Embedding dimension (must be divisible by n_head)
block_size
int
default:"64"
Maximum context window length in tokens
n_head
int
default:"4"
Number of attention heads
Total parameters: ~31,000

Architecture Components

The model includes:
  • Token embeddings (74 × 32)
  • Position embeddings (64 × 32)
  • 2 transformer layers with:
    • Multi-head causal self-attention (4 heads)
    • RMSNorm normalization
    • ReLU feed-forward networks (32 → 128 → 32)
  • Language model head (32 → 74)
game_grammar/model.py
class GameGPT:
    def __init__(self, vocab_size=74, n_layer=2, n_embd=32, block_size=64, n_head=4, seed=42):
        self.vocab_size = vocab_size
        self.n_layer = n_layer
        self.n_embd = n_embd
        self.block_size = block_size
        self.n_head = n_head
        self.head_dim = n_embd // n_head
        self.seed = seed

        rng = random.Random(seed)
        matrix = lambda nout, nin, std=0.08: [
            [Value(rng.gauss(0, std)) for _ in range(nin)] for _ in range(nout)
        ]
        self.state_dict = {
            'wte': matrix(vocab_size, n_embd),
            'wpe': matrix(block_size, n_embd),
            'lm_head': matrix(vocab_size, n_embd),
        }
        for i in range(n_layer):
            self.state_dict[f'layer{i}.attn_wq'] = matrix(n_embd, n_embd)
            self.state_dict[f'layer{i}.attn_wk'] = matrix(n_embd, n_embd)
            self.state_dict[f'layer{i}.attn_wv'] = matrix(n_embd, n_embd)
            self.state_dict[f'layer{i}.attn_wo'] = matrix(n_embd, n_embd)
            self.state_dict[f'layer{i}.mlp_fc1'] = matrix(4 * n_embd, n_embd)
            self.state_dict[f'layer{i}.mlp_fc2'] = matrix(n_embd, 4 * n_embd)

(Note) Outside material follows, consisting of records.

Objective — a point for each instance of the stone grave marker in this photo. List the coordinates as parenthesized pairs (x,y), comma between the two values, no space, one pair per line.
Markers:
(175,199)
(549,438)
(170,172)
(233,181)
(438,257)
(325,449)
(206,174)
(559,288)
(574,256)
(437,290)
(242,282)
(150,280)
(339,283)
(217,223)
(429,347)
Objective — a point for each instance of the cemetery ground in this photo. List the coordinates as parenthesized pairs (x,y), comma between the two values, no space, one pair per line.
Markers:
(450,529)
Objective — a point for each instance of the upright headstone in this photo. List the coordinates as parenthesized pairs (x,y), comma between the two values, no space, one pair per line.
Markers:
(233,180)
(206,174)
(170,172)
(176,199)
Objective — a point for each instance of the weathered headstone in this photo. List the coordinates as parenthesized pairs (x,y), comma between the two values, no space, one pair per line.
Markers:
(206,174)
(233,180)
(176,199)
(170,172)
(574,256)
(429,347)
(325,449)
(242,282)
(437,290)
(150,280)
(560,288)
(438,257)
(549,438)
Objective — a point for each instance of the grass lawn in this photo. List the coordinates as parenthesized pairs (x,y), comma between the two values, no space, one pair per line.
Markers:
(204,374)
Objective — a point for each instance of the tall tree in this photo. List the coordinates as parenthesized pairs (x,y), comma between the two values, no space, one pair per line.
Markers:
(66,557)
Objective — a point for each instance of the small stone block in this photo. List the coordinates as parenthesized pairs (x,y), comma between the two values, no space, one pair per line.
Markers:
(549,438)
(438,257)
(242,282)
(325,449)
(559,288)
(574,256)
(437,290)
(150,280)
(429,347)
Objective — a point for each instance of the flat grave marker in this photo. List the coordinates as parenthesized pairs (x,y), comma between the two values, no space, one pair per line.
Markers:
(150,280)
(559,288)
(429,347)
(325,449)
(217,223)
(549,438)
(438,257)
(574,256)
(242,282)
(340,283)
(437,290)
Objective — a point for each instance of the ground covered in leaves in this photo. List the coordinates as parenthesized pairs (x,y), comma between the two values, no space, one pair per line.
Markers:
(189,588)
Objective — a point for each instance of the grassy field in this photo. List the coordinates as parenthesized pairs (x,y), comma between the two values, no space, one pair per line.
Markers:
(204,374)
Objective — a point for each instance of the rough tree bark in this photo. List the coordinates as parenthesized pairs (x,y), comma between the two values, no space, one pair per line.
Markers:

        self.params = [p for mat in self.state_dict.values() for row in mat for p in row]

        # Adam buffers
        self.m = [0.0] * len(self.params)
        self.v = [0.0] * len(self.params)
        self.step_count = 0
All parameters are initialized with Gaussian noise (μ=0, σ=0.08). Adam momentum buffers are initialized to zero.

Training Loop

The training loop runs for 5000 steps, randomly sampling episodes and sub-sequences.
scripts/train.py
num_steps = 5000
rng = random.Random(42)

for step in range(num_steps):
    ep = rng.choice(episodes)
    # Random offset within episode
    if len(ep) > model.block_size + 1:
        start = rng.randint(0, len(ep) - model.block_size - 1)
        tokens = ep[start:start + model.block_size + 1]
    else:
        tokens = ep

    loss = model.train_step(tokens, lr=0.01)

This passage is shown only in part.